Testing Operating Systems
I have been working with both Vista from Microsoft and Leopard from Apple in recent days. Now I can’t comment on what is inside because I am bound by NDA’s on both fronts. But while installing Leopard this weekend I noticed how much easier they made it to test with one machine.
With my Vista testing I took and extra machine I had laying around and installed Vista on it. I had to do this because it likes to take over your system. I might have been able to figure out some kind of dual boot scenario, but didn’t want to mess up my machine trying.
By contrast I downloaded Leopard, plugged in an external usb hard drive. Booted the installer and installed the OS to the external USB hard drive. No chance of messing up my production work environment. Just plug in the USB Drive hold down ALT when I boot and choose the external USB drive and boot Leopard. Reboot and choose my old Tiger volume and I’m back to my production box again.
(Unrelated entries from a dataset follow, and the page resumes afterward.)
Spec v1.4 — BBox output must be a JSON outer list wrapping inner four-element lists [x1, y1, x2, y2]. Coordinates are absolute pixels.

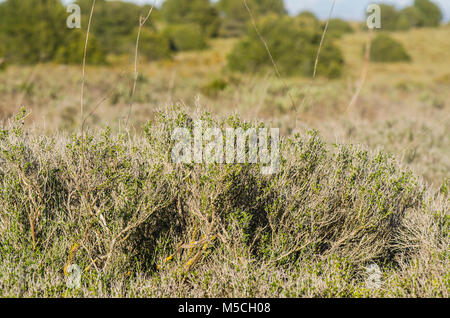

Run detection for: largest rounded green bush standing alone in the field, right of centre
[[228, 15, 343, 78]]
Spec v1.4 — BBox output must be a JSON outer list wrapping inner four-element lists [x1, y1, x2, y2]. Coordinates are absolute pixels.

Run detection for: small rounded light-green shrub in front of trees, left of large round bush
[[164, 24, 207, 51]]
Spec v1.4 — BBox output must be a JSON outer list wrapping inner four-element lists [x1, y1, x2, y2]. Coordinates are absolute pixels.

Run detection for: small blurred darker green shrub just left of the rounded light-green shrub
[[134, 29, 172, 61]]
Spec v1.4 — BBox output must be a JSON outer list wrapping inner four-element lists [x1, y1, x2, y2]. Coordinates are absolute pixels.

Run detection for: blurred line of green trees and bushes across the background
[[0, 0, 442, 77]]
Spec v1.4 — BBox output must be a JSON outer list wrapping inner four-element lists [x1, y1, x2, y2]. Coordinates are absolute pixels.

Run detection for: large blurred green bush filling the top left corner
[[0, 0, 104, 64]]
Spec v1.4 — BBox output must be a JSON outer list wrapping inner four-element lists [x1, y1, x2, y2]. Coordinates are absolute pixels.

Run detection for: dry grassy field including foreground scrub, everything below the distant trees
[[0, 26, 450, 297]]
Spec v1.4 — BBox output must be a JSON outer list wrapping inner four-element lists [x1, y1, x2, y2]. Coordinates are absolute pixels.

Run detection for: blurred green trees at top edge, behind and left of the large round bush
[[216, 0, 286, 37]]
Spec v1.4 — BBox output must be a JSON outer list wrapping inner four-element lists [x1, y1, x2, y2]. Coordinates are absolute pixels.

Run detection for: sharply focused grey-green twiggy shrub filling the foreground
[[0, 110, 449, 297]]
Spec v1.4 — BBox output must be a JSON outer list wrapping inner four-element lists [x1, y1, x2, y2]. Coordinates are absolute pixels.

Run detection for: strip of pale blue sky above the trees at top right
[[61, 0, 450, 21]]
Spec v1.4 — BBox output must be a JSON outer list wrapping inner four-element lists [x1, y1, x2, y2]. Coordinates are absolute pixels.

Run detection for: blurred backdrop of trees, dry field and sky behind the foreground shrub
[[0, 0, 450, 187]]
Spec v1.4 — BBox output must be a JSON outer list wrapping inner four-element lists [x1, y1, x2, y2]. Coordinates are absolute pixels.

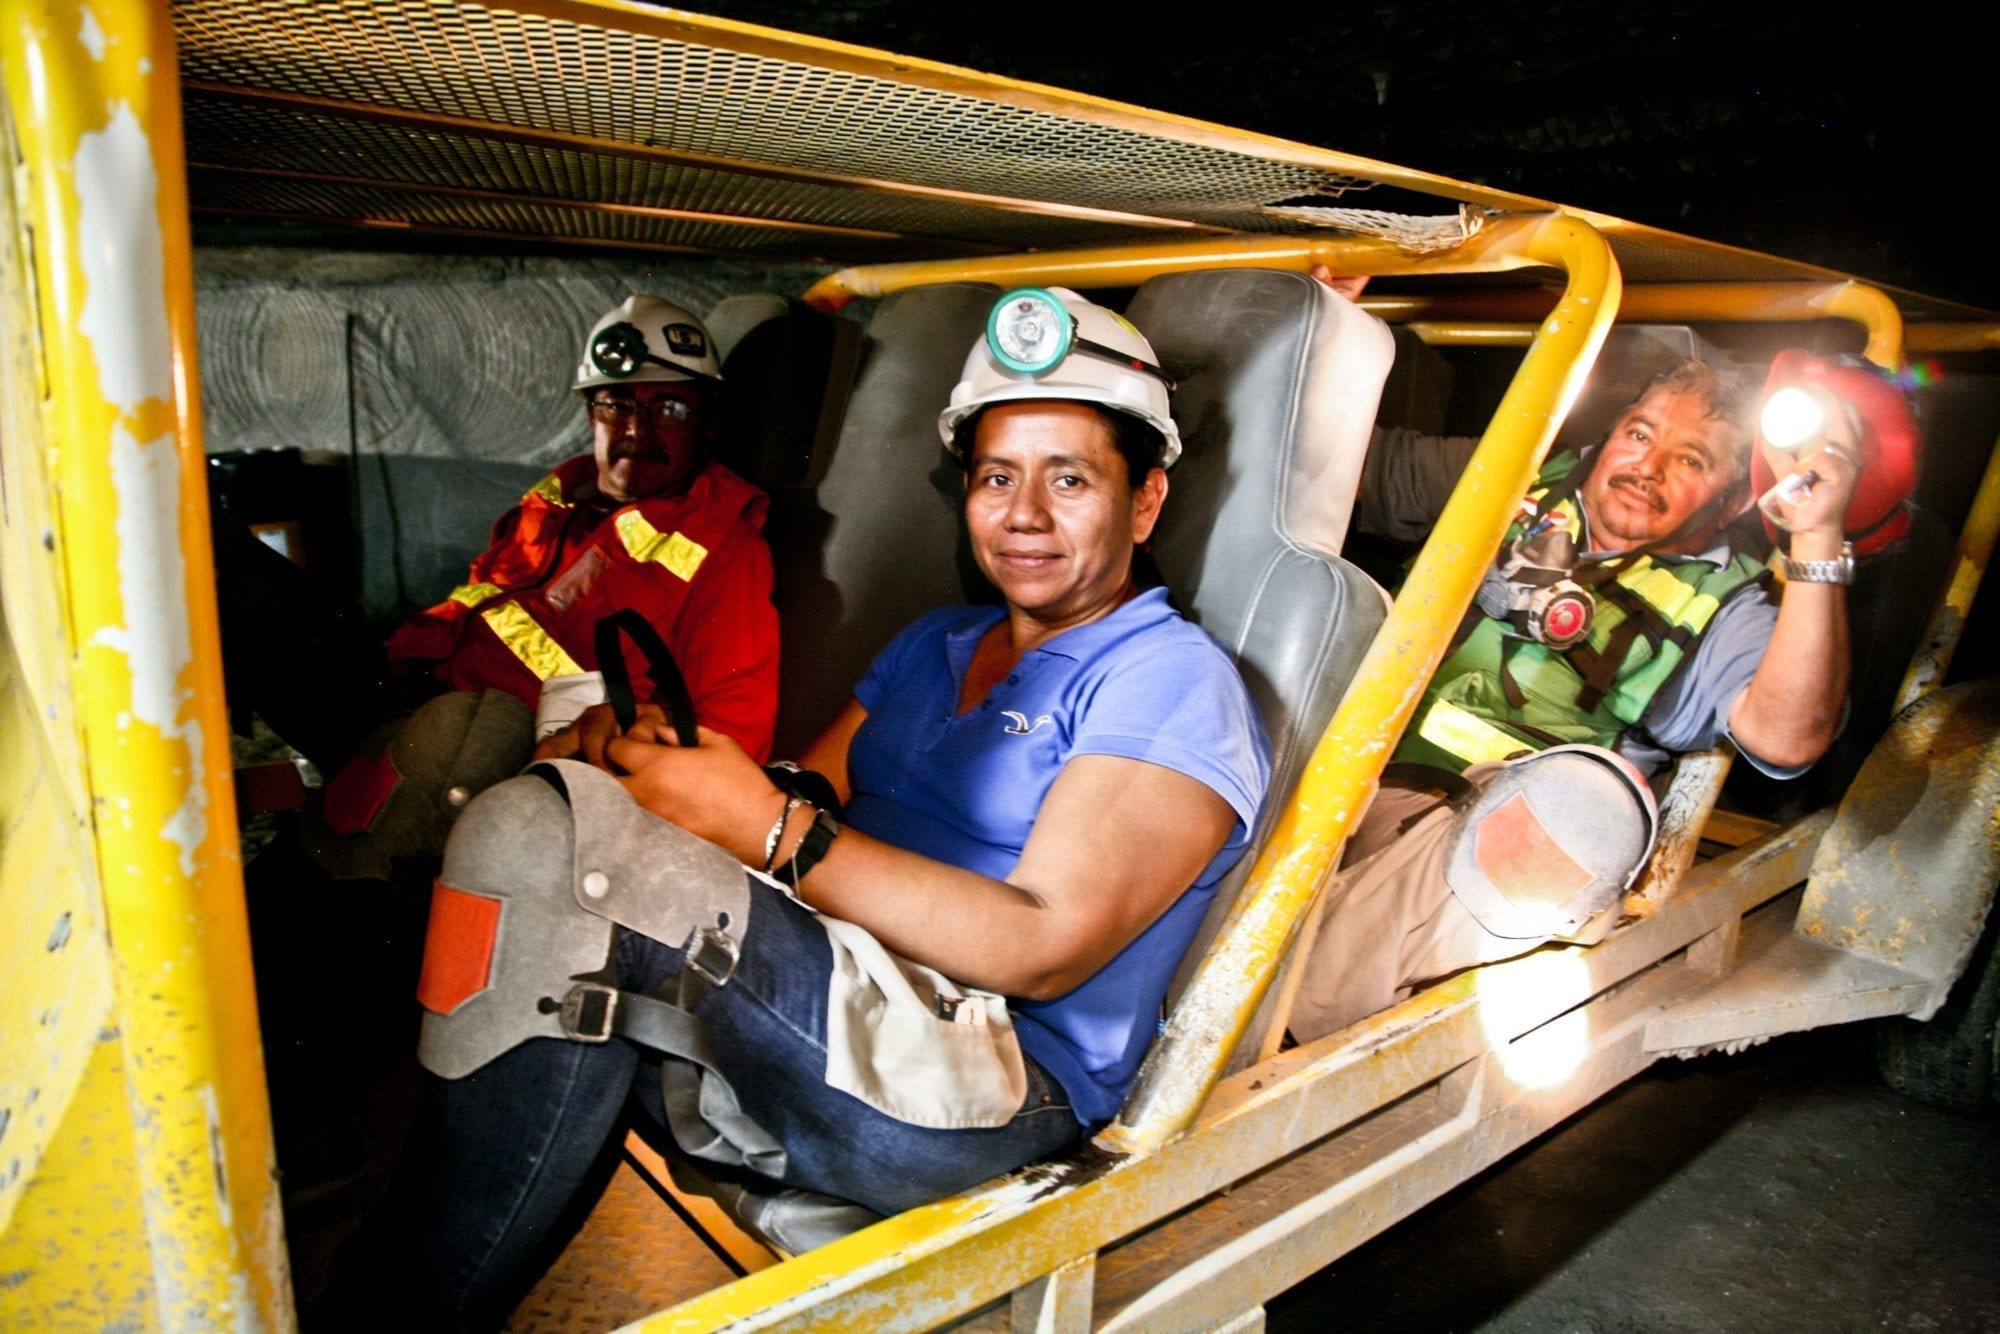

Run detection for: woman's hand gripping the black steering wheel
[[604, 724, 786, 866]]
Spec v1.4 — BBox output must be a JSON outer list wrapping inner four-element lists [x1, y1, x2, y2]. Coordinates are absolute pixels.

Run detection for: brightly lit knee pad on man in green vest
[[1444, 746, 1660, 940]]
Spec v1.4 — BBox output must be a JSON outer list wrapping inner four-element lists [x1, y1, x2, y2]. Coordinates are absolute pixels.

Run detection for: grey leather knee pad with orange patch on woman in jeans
[[418, 760, 750, 1078]]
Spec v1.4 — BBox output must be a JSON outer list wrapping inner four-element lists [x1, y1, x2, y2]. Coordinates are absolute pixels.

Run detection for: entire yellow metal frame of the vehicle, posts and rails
[[0, 0, 2000, 1328]]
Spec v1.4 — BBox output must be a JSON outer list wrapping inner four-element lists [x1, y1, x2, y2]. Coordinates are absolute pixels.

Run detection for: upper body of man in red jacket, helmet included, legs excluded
[[388, 296, 778, 758]]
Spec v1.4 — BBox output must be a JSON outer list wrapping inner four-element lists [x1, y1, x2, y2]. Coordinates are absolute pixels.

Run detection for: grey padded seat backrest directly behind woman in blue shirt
[[1128, 270, 1394, 1012]]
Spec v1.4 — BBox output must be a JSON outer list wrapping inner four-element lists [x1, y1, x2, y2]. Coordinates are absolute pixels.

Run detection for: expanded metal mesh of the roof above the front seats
[[174, 0, 1368, 254]]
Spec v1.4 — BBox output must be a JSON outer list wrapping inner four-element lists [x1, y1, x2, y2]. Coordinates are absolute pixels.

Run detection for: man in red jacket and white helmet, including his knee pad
[[306, 296, 778, 876]]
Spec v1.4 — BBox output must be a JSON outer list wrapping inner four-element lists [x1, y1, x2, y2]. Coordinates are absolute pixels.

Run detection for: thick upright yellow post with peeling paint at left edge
[[0, 0, 290, 1330]]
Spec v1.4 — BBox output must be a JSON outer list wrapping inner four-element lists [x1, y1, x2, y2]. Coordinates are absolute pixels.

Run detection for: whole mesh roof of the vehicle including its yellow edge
[[170, 0, 1968, 310]]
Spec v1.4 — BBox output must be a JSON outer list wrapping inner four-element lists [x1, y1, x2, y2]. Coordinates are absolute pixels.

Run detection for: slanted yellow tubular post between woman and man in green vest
[[1098, 214, 1622, 1152]]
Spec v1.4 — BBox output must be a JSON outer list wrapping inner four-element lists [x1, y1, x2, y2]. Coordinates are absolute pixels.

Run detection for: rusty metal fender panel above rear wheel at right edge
[[1796, 678, 2000, 1020]]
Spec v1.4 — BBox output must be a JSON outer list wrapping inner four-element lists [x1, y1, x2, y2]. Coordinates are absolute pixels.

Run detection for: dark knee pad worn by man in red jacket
[[300, 690, 534, 880]]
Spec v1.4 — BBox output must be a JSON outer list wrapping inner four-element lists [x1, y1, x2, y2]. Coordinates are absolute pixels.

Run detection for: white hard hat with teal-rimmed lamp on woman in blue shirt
[[938, 288, 1180, 468]]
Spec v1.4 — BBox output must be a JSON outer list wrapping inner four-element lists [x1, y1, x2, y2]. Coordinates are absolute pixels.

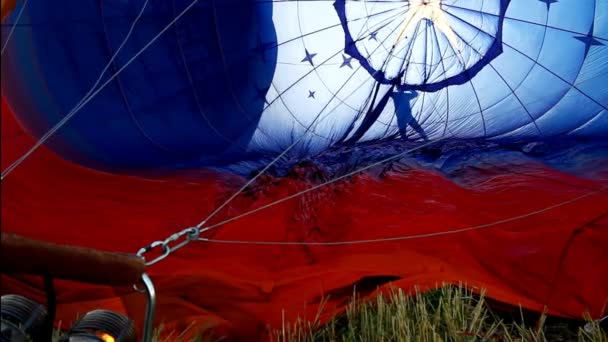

Not to mention I have bootcamp’d my Macbook, so I can boot Windows also.
Takes notes MS, that’s how multi-boot should work.
November 16th, 2006 at 6:19 pm
We here in the office have a little project that we are going to look into doing. That project is try to get OS X installed on an intel system. I did some research and the only way i found to do it is by using Virtual PC or a similar program. My question to you, is can it actually be installed on PC hardware w\o virutallization?
November 22nd, 2006 at 11:28 am
I have heard of OSX being install on standard PC hardware if you have the right hardware. Getting it to run on a Dell you bought a year or so ago, probably not going to happen. Since Apple has converted to the Intel platform though, you could invest in new computers being Mac and dual boot them to windows or run parallels to boot OSX and Windows at the same time. Parallels is kinda like Virtual PC except you can actually dedicate a core of your dual core process to it, and it is supposed to run pretty fast.